The Royal Philatelic Society London is pleased to announce the recipient of its prestigious Crawford Medal for 2021. The award has been made to James L. Grimwood-Taylor for his book International Postal Reforms, published by the Society in 2020 in two volumes.

The Crawford Medal is awarded each year for the most valuable and original contribution to the study and knowledge of philately published in book form.

In the first volume of Grimwood-Taylor’s new examination of the history of international postal reforms, Postal Reforms and the Historical Background to the Postage Stamp 1550 to 1839, the author studies in detail Rowland Hill’s 1837 Post Office Reform. This publication places Hill’s work in its true historical context and traces the origins of the high postal rates that he sought to reduce.

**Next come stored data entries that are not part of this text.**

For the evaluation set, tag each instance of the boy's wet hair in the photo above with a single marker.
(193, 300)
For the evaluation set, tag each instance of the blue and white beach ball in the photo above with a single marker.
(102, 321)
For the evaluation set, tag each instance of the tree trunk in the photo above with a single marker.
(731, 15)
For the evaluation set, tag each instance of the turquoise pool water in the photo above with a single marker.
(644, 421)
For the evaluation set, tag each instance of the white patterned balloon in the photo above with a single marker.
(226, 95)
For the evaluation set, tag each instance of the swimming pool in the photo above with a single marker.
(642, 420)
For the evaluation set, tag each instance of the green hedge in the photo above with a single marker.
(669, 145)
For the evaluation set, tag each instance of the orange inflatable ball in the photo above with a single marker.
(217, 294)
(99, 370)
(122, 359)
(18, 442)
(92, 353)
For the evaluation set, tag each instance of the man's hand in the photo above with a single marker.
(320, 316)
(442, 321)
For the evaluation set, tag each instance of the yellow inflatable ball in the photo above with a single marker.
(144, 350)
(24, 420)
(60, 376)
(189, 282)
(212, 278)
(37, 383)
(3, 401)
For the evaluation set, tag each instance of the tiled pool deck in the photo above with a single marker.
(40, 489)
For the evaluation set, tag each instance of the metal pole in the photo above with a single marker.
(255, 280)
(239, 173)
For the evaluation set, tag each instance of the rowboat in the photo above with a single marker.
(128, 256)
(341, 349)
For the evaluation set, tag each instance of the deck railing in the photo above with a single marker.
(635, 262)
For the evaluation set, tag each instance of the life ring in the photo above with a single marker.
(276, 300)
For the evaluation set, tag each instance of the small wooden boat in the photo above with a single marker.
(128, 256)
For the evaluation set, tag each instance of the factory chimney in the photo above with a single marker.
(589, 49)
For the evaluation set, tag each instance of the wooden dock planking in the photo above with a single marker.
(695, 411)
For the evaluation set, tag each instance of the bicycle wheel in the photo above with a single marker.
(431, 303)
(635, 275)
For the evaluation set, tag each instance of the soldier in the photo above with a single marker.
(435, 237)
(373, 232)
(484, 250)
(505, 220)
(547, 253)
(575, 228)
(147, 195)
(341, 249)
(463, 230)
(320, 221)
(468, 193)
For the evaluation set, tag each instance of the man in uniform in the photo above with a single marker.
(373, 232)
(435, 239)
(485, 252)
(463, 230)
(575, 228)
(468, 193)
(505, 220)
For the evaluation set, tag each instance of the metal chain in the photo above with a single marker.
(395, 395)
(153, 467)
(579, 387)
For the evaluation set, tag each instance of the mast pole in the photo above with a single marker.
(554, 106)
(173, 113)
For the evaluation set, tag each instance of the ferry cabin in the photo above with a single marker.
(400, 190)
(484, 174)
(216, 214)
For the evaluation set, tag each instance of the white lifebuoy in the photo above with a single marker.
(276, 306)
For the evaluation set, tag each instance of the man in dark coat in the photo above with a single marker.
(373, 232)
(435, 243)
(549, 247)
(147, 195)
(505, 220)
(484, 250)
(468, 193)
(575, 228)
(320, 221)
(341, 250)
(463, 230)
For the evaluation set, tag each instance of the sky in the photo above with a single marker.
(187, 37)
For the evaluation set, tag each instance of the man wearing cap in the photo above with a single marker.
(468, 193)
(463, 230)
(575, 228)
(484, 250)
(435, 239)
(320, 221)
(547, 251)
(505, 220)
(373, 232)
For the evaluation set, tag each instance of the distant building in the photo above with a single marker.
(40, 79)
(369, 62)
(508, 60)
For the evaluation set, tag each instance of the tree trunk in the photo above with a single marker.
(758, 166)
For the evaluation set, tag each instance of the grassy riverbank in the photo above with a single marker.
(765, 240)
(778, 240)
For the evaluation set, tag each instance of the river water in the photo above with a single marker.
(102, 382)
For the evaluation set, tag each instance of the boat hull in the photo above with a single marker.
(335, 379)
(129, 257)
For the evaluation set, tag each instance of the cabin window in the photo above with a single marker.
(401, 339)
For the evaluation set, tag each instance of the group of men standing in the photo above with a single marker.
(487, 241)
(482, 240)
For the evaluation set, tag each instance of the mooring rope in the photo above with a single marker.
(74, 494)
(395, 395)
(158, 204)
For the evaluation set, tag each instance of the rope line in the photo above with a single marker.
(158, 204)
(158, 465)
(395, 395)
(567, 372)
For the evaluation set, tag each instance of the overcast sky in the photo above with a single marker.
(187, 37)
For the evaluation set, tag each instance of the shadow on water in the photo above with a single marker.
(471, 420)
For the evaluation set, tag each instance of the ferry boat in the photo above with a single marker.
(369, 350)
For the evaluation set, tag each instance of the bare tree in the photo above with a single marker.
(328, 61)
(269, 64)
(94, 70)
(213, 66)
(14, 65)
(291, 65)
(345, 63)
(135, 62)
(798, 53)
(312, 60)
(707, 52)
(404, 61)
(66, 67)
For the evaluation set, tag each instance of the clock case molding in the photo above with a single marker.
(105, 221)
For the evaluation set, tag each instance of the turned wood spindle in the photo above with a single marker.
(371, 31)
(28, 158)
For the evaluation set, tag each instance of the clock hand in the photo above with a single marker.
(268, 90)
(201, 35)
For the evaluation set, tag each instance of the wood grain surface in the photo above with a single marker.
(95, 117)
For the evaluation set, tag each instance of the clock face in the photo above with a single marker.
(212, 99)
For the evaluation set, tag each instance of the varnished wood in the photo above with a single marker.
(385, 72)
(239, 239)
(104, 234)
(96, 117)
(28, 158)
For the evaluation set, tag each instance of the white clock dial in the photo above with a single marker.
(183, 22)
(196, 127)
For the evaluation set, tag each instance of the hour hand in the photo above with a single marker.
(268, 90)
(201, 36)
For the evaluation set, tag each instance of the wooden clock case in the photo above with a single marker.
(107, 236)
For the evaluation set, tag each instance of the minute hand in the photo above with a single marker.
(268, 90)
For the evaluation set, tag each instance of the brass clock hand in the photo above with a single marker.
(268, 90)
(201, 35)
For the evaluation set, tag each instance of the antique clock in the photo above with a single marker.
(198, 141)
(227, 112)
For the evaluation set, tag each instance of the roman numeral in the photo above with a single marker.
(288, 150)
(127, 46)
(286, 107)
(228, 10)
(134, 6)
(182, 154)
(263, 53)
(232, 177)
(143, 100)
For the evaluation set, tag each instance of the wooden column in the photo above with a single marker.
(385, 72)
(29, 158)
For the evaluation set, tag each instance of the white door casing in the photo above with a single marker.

The second volume, The Birth of the Postage Stamp and its International Effects 1840 to 1898, traces the story of the introduction of cheap postage in Britain and around the world following the August 1839 ‘Penny Postage’ Act.

The author, James Grimwood-Taylor, has been a stamp collector from the age of three and a full-time professional postal historian since the age of 22. He always intended one day to write the definitive study of how and why Rowland Hill’s reforms succeeded; this two-volume book is the result, illustrating more than 800 items from his own collections.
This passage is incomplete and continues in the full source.